Chaque 15 mars pour la Journée mondiale du consommateur, la CCTV, en son émission « 315 », épingle des firmes pour infractions diverses. Programme très populaire, d’autant que les entreprises fautives sont la plupart étrangères.
Nike (USA) est attrapé en flagrant délit de vente de 300 paires de baskets « Hyperdunk » à 1499¥, en 2016, qui prétendaient indûment disposer de coussins Zoom Air. Nike s’est excusé le soir-même, a retiré ce modèle de son site web, et remboursé les acheteurs. Sans crainte du paradoxe, le groupe de l’Oregon a pourtant aussi contesté avoir trompé ses clients.
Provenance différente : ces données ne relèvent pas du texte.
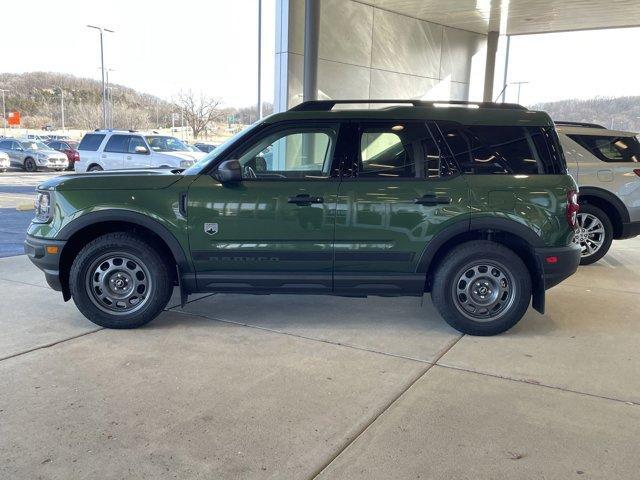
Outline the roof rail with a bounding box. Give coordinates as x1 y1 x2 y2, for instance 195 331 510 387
553 120 607 129
289 99 527 112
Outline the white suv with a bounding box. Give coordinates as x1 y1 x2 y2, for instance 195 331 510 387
75 130 206 172
556 122 640 265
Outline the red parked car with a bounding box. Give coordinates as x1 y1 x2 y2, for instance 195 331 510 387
47 140 80 170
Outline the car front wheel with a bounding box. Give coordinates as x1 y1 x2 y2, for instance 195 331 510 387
431 240 531 335
69 232 173 328
573 203 613 265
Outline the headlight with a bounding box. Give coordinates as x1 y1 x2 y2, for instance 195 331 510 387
33 192 51 223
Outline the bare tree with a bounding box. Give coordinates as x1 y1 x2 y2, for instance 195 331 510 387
175 90 223 138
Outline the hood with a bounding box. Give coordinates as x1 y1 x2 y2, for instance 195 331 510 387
156 152 206 162
25 148 60 157
38 169 183 191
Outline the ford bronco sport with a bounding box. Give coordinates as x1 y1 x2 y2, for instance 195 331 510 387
25 100 580 335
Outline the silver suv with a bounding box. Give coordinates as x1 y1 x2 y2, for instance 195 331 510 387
556 122 640 265
0 138 69 172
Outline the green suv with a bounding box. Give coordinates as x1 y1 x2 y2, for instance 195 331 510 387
25 100 580 335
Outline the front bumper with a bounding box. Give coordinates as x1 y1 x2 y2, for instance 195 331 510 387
24 235 66 292
618 222 640 240
535 244 580 290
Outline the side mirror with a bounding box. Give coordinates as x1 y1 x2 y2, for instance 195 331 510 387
214 159 242 183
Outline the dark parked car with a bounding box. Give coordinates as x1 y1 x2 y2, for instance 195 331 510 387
194 142 217 153
46 140 80 170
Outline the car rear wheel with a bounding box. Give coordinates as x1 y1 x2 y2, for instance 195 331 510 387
573 203 613 265
24 157 38 172
431 240 531 335
69 232 173 328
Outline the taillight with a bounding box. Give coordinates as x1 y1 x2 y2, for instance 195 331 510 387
567 190 580 230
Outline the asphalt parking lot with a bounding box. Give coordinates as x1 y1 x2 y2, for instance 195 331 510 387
0 168 640 480
0 207 640 480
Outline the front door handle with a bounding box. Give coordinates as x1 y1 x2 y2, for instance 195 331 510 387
287 193 324 206
414 193 451 205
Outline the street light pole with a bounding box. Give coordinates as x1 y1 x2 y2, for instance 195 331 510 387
58 87 64 130
257 0 262 120
87 25 115 128
0 88 9 136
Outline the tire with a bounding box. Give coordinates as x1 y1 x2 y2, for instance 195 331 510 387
24 157 38 173
431 240 531 336
69 232 173 328
573 203 613 265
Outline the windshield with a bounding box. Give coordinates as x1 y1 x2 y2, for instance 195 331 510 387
145 137 190 152
183 122 260 175
20 140 51 150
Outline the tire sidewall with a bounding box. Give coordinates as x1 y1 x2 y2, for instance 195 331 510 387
431 241 531 335
578 203 613 266
69 234 173 328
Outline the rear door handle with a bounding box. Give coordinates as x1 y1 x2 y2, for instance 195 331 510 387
414 193 451 205
287 193 324 206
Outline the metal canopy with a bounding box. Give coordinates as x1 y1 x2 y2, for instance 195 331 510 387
361 0 640 35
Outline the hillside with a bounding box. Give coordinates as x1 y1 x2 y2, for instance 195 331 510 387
530 97 640 132
0 72 172 129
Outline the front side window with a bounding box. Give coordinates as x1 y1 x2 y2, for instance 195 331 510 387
128 136 147 154
239 127 337 180
78 133 105 152
568 135 640 163
146 136 189 152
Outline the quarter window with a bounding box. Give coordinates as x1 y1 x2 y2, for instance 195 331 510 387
438 122 565 175
104 135 129 153
568 135 640 163
239 127 337 180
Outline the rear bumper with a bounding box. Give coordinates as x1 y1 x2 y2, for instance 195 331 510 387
24 235 66 292
618 222 640 240
535 245 580 290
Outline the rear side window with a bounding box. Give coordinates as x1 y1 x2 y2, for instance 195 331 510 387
78 133 105 152
438 122 566 175
567 135 640 163
104 135 129 153
357 122 455 179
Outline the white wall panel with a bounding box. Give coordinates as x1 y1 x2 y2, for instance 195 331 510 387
371 9 443 78
319 0 373 67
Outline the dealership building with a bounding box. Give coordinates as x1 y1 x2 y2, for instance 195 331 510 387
274 0 640 111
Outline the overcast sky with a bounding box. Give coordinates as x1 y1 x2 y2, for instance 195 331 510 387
508 28 640 105
0 0 640 106
0 0 275 106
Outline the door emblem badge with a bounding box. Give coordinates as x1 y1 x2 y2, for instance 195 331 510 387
204 223 218 235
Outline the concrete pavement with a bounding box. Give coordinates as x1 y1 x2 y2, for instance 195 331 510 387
0 239 640 480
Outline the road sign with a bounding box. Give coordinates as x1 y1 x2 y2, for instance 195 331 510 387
7 112 20 125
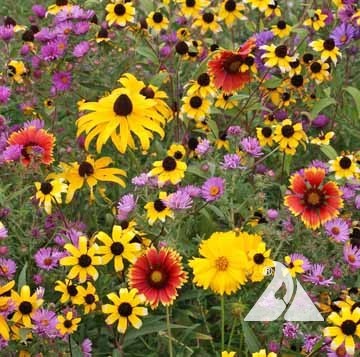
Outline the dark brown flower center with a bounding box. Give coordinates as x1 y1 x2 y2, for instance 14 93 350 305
118 302 132 317
40 182 53 195
78 161 94 177
110 242 124 255
113 94 133 117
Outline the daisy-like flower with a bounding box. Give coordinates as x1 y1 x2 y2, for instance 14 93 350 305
324 218 350 243
189 232 250 295
8 126 55 166
35 179 67 214
148 156 187 185
129 247 187 309
303 9 328 31
146 11 169 33
208 38 255 92
11 285 43 328
274 119 307 155
48 155 126 203
144 192 174 226
219 0 247 27
284 255 305 278
323 307 360 356
201 177 225 202
309 38 341 65
60 236 102 283
56 311 81 336
329 155 360 179
96 225 141 272
102 288 148 333
303 264 335 286
260 44 295 73
105 0 135 26
284 167 343 229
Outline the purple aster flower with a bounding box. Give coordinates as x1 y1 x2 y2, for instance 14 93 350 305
164 190 193 210
52 71 71 92
330 23 356 47
324 218 350 243
221 154 240 170
303 264 335 286
201 177 225 202
240 136 264 157
0 86 11 104
0 258 16 280
81 338 92 357
32 309 59 338
34 248 64 271
73 41 90 58
31 4 46 19
0 25 14 42
116 193 136 221
283 322 299 340
343 244 360 271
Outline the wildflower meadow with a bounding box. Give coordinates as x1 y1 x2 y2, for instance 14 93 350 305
0 0 360 357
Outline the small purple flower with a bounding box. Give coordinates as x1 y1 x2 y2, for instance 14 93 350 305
283 322 299 340
201 177 225 202
241 136 264 157
221 154 240 170
52 71 71 92
164 190 193 210
324 218 350 243
303 264 335 286
116 193 136 221
0 86 11 104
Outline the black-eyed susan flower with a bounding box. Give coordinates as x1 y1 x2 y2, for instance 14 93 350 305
48 155 126 203
102 288 148 333
148 156 187 185
77 76 164 154
105 0 135 26
11 285 43 328
271 20 292 38
60 236 102 283
323 307 360 356
274 119 307 155
35 179 67 214
54 279 82 305
96 225 141 272
181 94 211 121
146 11 169 33
219 0 247 27
144 192 174 225
309 38 341 65
284 167 343 229
193 11 221 35
303 9 328 31
309 60 330 84
189 232 250 295
78 282 99 314
329 155 360 179
260 44 295 73
129 248 187 309
56 311 81 336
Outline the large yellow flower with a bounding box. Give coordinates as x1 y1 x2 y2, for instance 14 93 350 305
189 232 250 295
60 236 102 283
77 74 164 153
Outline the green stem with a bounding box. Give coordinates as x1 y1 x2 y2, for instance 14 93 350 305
166 306 174 357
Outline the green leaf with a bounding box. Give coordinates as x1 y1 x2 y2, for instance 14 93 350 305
344 87 360 118
18 262 28 290
310 98 336 119
320 145 338 160
241 320 261 353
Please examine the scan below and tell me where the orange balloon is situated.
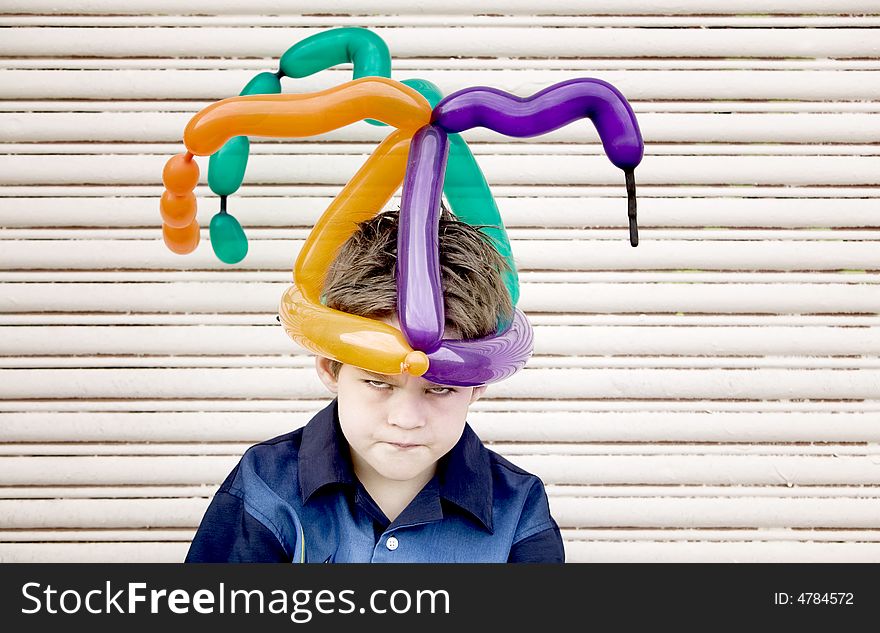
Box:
[279,285,428,376]
[162,152,199,196]
[162,220,199,255]
[293,130,413,303]
[184,77,431,156]
[159,189,196,229]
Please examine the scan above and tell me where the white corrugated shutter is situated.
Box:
[0,0,880,562]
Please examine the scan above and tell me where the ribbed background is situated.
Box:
[0,0,880,562]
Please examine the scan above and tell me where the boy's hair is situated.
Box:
[323,205,513,377]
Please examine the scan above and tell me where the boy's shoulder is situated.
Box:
[462,424,544,496]
[221,403,335,491]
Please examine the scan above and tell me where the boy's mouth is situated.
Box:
[385,442,421,450]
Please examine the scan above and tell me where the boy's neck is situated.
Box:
[354,464,437,523]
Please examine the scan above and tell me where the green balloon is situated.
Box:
[209,211,247,264]
[208,72,281,196]
[279,26,391,79]
[238,72,281,96]
[443,134,519,305]
[208,136,251,196]
[208,27,519,314]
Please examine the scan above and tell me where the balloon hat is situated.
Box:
[160,28,644,386]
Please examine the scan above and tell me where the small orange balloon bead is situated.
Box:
[162,220,199,255]
[159,190,196,229]
[162,152,199,196]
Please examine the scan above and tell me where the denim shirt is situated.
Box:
[186,400,565,563]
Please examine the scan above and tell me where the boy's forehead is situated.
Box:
[354,367,446,387]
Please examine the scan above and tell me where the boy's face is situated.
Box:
[315,356,486,492]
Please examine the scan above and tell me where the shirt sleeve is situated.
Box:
[507,477,565,563]
[185,466,290,563]
[507,521,565,563]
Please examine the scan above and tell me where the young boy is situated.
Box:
[186,209,565,563]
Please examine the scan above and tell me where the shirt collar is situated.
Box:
[298,398,492,532]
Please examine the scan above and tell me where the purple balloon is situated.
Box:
[422,308,534,387]
[431,78,645,246]
[431,78,644,169]
[397,125,449,354]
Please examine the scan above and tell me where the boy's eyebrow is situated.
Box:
[358,367,448,388]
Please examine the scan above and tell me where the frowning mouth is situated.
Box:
[385,442,421,451]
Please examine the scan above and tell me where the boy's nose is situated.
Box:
[388,390,425,429]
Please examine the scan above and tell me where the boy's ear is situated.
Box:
[315,356,339,393]
[470,385,488,404]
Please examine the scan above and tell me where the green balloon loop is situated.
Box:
[208,72,281,196]
[279,26,391,79]
[374,79,519,308]
[208,27,519,312]
[209,211,248,264]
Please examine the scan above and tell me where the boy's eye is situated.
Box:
[428,387,455,396]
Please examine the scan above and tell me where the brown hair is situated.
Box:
[323,205,513,376]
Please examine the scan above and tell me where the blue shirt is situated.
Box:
[186,400,565,563]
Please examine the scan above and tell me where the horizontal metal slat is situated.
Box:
[0,196,880,231]
[6,325,880,364]
[0,408,880,447]
[6,23,880,58]
[2,0,878,15]
[6,113,880,145]
[0,64,880,101]
[565,540,880,564]
[0,280,880,314]
[0,453,880,486]
[0,497,880,530]
[6,154,880,189]
[0,236,878,268]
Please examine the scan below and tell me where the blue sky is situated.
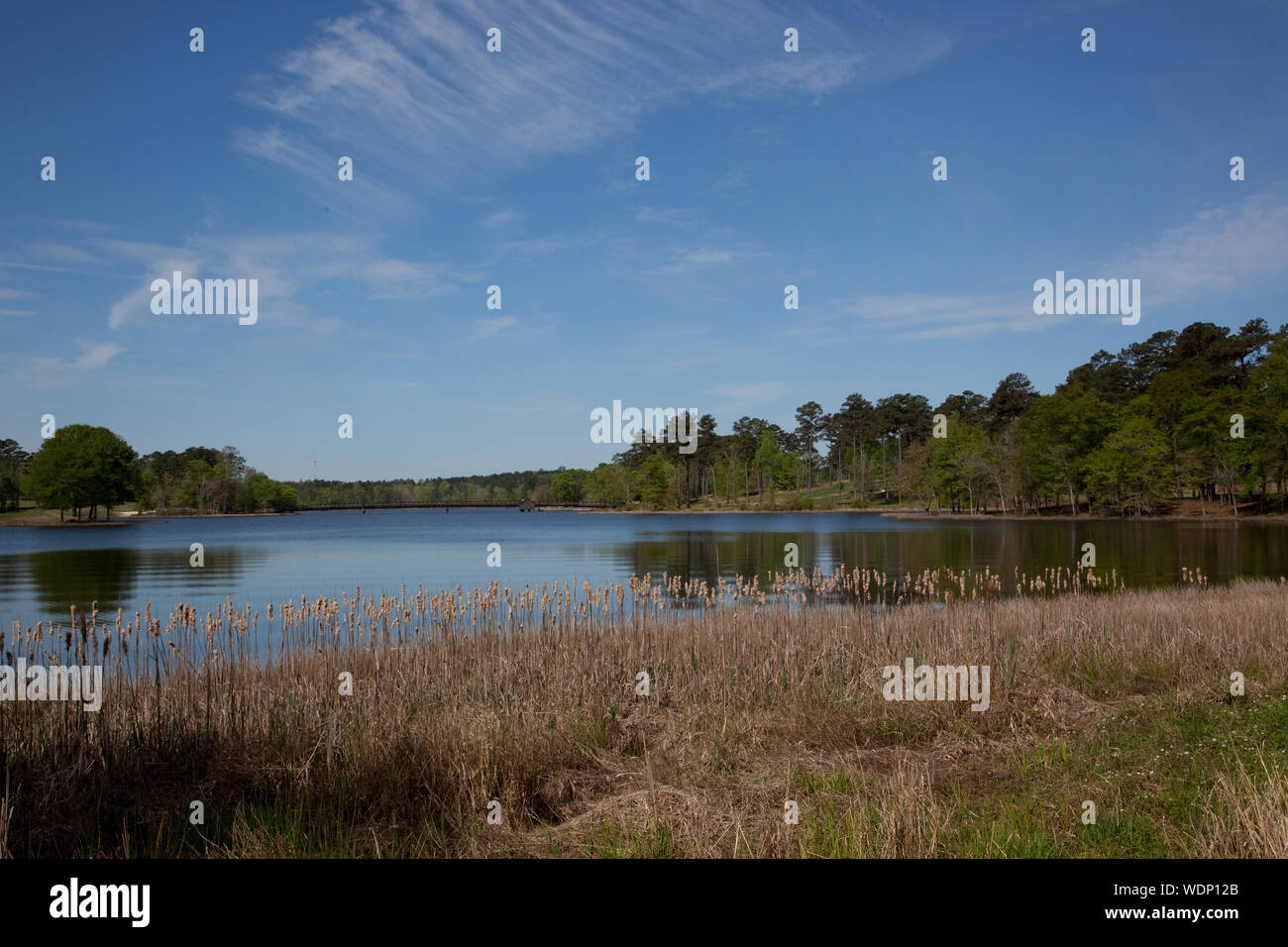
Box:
[0,0,1288,479]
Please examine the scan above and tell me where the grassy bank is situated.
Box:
[0,579,1288,857]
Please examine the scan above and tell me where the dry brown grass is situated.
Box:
[0,576,1288,857]
[1192,756,1288,858]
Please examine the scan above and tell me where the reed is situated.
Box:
[0,570,1288,857]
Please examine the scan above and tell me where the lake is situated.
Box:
[0,509,1288,629]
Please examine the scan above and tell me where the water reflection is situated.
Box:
[0,548,268,617]
[0,510,1288,625]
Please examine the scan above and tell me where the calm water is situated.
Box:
[0,509,1288,627]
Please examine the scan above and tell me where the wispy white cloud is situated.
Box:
[480,210,519,227]
[20,339,124,390]
[235,0,926,206]
[1096,187,1288,305]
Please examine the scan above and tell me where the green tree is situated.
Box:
[640,454,671,510]
[550,468,588,502]
[27,424,139,518]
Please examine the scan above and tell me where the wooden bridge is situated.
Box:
[295,497,609,513]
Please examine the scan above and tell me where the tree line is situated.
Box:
[0,320,1288,517]
[551,320,1288,517]
[0,433,296,519]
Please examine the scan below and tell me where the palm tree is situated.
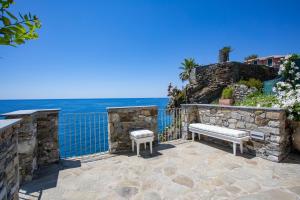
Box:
[219,46,233,63]
[179,58,198,82]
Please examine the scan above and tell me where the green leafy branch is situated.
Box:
[0,0,41,46]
C’est que Nike a gros à perdre : ayant augmenté ses ventes chinoises de 17% au 4ème trimestre de 2016, il voit en ce pays sa meilleure chance pour atteindre 50 milliards de $ de ventes à travers le monde en 2020 – à condition de sauvegarder sa bonne image !
Muji (du groupe nippon Ryohin Keikaku, célèbre pour ses produits design) se vit reprocher de vendre des boissons et des snacks fabriqués non loin de Fukushima, d’avoir recouvert l’étiquette d’origine par un sticker flou. CCTV le précisait, 13.000 détaillants dont Muji et Calbee revendaient des produits de la même région, interdits en Chine, mais importés quand même, débarqués en zones franches puis revendus sur internet. Quoique ces snacks de Muji et Calbee, ne soient pas signalés comme radioactifs, les révélations ont coûté cher aux groupes : dans les heures suivantes, 265 millions de $ furent perdus en valeur boursière—les porteurs ayant revendu leurs parts.
Comme dans les précédentes émissions, les experts ont réitéré leur critique aux firmes mises en cause : une part de la responsabilité revient à leurs services marketing, pour avoir sous-estimé la capacité des média et des associations de consommateurs, à détecter leurs négligences face à la loi.
Pour « 315 », cibler des entreprises étrangères peut paraître inéquitable : leurs produits et leur réputation sont souvent meilleurs que ceux des firmes locales. Mais leur sélection ne relève pas forcément d’un esprit anti-étranger. Elle peut aussi refléter la position forte de ces multinationales en Chine, ainsi que leur vulnérabilité face à l’opinion. Une fois mises sur la sellette, ces entreprises estimeront de bonne politique de faire preuve d’humilité en pliant l’échine. Le cas le plus marquant fut celui d’Apple en 2013, où Tim Cook en personne dut faire des excuses publiques. En comparaison, « le 315 de cette année fut bien fade – pourquoi continuer à diffuser cette émission ? », commentait, lassé, un internaute.